Et la police de proximité, déjà qu'elle aurait mérité de se perfectionner, a disparu totalement. Aujourd’hui, les flics sont dans la rue uniquement quand il y a des problèmes.
En "banlieue", les forces de l'ordre ont développé la "culture du rodéo". C'est à dire qu'ils ne sont jamais sur le terrain quand c'est tranquille, mais débarquent, tous gyrophares dehors à la moindre étincelle. Bref : sans surprise, ils arrivent toujours trop tard, quand le mal est déjà fait.
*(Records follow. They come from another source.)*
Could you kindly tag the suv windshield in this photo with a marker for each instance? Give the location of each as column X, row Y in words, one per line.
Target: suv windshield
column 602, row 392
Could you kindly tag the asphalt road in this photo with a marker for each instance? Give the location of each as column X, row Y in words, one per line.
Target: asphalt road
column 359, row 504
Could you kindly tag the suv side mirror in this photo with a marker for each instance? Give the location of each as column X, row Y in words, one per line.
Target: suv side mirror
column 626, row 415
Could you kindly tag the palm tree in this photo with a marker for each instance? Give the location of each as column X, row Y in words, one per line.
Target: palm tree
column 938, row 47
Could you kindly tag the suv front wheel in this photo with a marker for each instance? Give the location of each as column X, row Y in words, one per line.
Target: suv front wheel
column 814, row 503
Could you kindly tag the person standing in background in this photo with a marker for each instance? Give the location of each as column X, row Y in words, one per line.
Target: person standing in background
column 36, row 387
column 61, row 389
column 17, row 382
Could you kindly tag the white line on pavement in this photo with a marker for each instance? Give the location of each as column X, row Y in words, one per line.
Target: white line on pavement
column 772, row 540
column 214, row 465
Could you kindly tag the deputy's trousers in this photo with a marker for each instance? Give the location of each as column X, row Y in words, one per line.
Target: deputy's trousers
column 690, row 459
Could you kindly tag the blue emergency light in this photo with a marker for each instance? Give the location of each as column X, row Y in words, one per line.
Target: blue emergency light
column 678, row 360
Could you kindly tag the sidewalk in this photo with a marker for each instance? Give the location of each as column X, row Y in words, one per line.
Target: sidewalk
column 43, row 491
Et comme ils ne comprennent pas ce qu'il s'est passé, ils cognent dans le tas. Bien entendu, le plus souvent sur les plus bronzés parce qu'ils savent que personne ne leur en tiendra rigueur. Puis, les flics redisparaissent jusqu'au prochain problème qu'ils vont à nouveau transformer en émeute.
On préfère nous envoyer la BAC… Pour eux, nos quartiers c'est le Far West où ils peuvent librement jouer aux cow-boys. On voit même de plus en plus débouler les CRS. Alors, face aux habitants des quartiers populaires qu'ils prennent pour des apaches, ces cow-boys ne sont pas vraiment connus pour leur envie de dialogue mais plutôt pour leur goût implacable du maniement de la matraque .. De beaux exemples pour que les gamins aient envie d'aimer les flics !
Pourtant, il paraît que la police est payée avec nos impôts pour assurer la sécurité aux citoyens. Chez nous, dans les quartiers populaires, elle provoque surtout l'insécurité et creuse encore plus le fossé qui existe déjà entre ses habitants et la République.